Table 5 Residual errors for Example 4 using our scheme and method in [33]

Example 5

Finally we consider the following nonlinear SBVP, which is also taken from Singh and Kumar [33]:

$$\begin{aligned} \displaystyle { u^{\prime \prime }(x) = -\frac{3}{x} u^{\prime }(x) +\frac{1}{2}-\frac{1}{8u^2(x)},} \end{aligned}$$
(52)

where \(0 < x \le 1\) and subject to

$$\begin{aligned} u^\prime (0) =0 , \; \;\; u(1)=1 . \end{aligned}$$
(53)

This nonlinear SBVP arises in the radial stress on a rotationally symmetric shallow membrane cap [15]. The exact solution is not known explicitly.

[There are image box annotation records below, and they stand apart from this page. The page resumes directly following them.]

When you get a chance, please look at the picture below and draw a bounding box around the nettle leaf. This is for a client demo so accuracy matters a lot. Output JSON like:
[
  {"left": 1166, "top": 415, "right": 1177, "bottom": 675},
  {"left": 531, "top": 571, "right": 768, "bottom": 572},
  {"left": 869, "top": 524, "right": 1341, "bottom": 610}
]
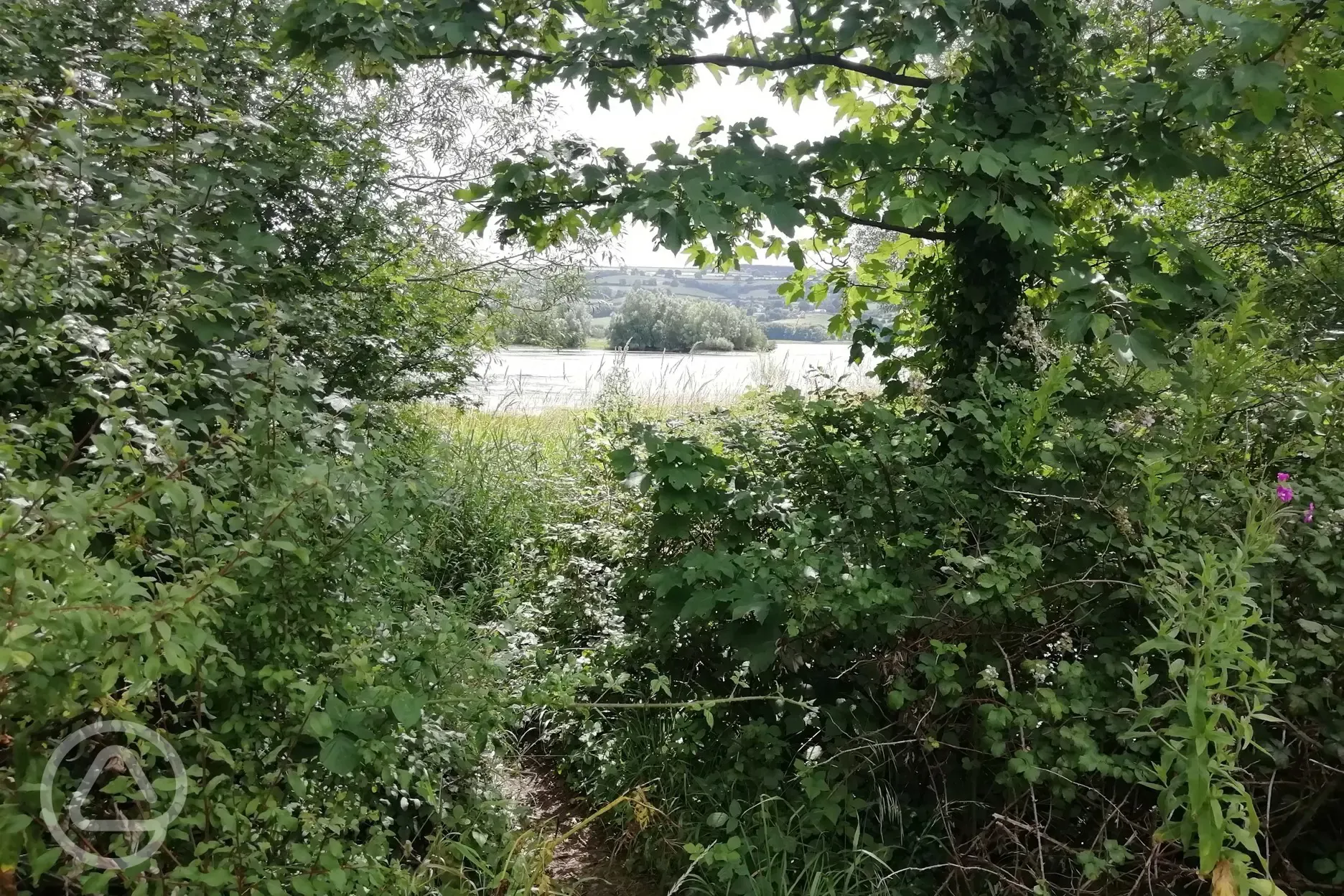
[
  {"left": 393, "top": 693, "right": 425, "bottom": 728},
  {"left": 317, "top": 734, "right": 359, "bottom": 775}
]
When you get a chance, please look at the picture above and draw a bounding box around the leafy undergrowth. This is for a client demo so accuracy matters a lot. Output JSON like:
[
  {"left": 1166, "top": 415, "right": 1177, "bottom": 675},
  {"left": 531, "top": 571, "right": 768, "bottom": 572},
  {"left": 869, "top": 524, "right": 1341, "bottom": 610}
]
[{"left": 496, "top": 307, "right": 1344, "bottom": 895}]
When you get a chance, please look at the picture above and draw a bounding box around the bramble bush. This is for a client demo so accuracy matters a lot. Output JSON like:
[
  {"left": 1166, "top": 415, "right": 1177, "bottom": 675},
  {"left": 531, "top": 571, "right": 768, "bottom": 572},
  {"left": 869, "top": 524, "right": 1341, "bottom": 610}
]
[
  {"left": 513, "top": 302, "right": 1344, "bottom": 893},
  {"left": 0, "top": 3, "right": 524, "bottom": 893}
]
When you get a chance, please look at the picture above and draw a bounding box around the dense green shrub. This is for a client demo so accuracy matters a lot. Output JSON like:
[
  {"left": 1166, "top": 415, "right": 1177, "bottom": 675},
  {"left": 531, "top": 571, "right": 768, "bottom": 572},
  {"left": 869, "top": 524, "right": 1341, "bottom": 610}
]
[
  {"left": 518, "top": 309, "right": 1344, "bottom": 893},
  {"left": 0, "top": 1, "right": 521, "bottom": 893}
]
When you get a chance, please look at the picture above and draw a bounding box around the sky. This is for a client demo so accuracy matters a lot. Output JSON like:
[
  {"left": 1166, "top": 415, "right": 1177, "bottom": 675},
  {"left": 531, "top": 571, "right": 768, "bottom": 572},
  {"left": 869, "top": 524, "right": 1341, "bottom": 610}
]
[{"left": 556, "top": 73, "right": 837, "bottom": 267}]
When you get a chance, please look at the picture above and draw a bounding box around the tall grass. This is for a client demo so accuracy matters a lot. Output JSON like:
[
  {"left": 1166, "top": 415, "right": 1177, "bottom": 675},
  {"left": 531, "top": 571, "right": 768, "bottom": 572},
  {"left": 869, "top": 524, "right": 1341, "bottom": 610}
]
[
  {"left": 669, "top": 797, "right": 899, "bottom": 896},
  {"left": 414, "top": 403, "right": 584, "bottom": 589}
]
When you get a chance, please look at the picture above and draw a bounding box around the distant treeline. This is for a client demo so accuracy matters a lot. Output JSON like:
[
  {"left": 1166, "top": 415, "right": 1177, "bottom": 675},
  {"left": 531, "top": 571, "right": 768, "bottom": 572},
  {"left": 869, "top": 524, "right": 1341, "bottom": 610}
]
[
  {"left": 607, "top": 290, "right": 772, "bottom": 352},
  {"left": 761, "top": 318, "right": 834, "bottom": 342}
]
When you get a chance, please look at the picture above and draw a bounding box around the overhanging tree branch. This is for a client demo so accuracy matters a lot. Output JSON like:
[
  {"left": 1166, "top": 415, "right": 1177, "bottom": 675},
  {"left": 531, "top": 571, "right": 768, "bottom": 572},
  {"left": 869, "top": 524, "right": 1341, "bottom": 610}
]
[
  {"left": 831, "top": 211, "right": 951, "bottom": 239},
  {"left": 419, "top": 47, "right": 933, "bottom": 88}
]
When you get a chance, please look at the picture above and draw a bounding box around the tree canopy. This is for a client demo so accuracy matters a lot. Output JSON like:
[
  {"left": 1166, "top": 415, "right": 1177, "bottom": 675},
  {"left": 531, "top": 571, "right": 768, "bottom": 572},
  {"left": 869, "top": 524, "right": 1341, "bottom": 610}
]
[{"left": 288, "top": 0, "right": 1344, "bottom": 373}]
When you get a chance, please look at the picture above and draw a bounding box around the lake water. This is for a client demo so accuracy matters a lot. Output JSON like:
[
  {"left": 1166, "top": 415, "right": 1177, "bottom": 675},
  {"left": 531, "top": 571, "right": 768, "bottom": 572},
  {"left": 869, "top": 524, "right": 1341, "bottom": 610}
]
[{"left": 467, "top": 342, "right": 872, "bottom": 411}]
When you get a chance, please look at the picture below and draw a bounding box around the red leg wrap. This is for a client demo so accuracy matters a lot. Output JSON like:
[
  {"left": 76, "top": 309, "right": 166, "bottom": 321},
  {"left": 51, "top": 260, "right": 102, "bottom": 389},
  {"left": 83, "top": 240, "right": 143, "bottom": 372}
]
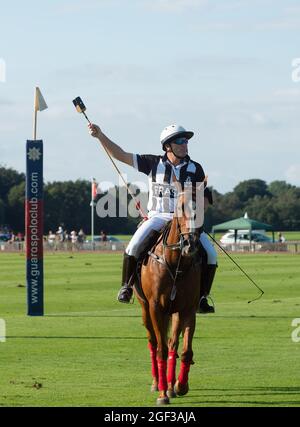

The Green’s function for the linear equation \(L[u]=u^{\prime \prime }=0\) subject to homogeneous BCs, results in the subsequent form of the PGS (12).

$$\begin{aligned} \displaystyle u_{n+1}= & {} u_n-\int _{0}^{x} s^3 \left( \frac{1}{2}-\frac{1}{2x^2}\right) \left[ u^{\prime \prime }(s)+\frac{3}{s} \, u^\prime (s) + \frac{1}{8u^2}-\frac{1}{2} \right] ds \nonumber \\&-\int _{x}^{1} s \left( \frac{s^2}{2}-\frac{1}{2}\right) \left[ u^{\prime \prime }(s)+\frac{3}{s} \, u^\prime (s) + \frac{1}{8u^2}-\frac{1}{2} \right] ds, \end{aligned}$$
(54)

where the initial iterate is \(u_0=1\). \(E_n\) is defined as the maximum absolute error of Green’s function approach while \(R_n\) is the maximum absolute error obtained by the proposed technique in Singh and Kumar [33]. After comparing the results in the Table 6, we assure that the PGS strategy is more accurate.

Table 6 Residual errors for Example 5 using our scheme and the method in [33]

Conclusion

In this paper, a recent approach based on embedding Green’s function into fixed-point iteration, is used to solve an extended class of second order nonlinear singular boundary value problems. Five test problems have been considered that demonstrate the efficiency of the scheme. The results confirmed the convergence of the scheme numerically. This claim has been justified by proving convergence of the proposed scheme as well as its rate of convergence. Moreover, the scheme seems to be computationally highly accurate for solving the given class of nonlinear SBVPs, when it compared with other existing methods. In future work, we plan to apply the proposed approach to optimal control problems (see [12, 26]).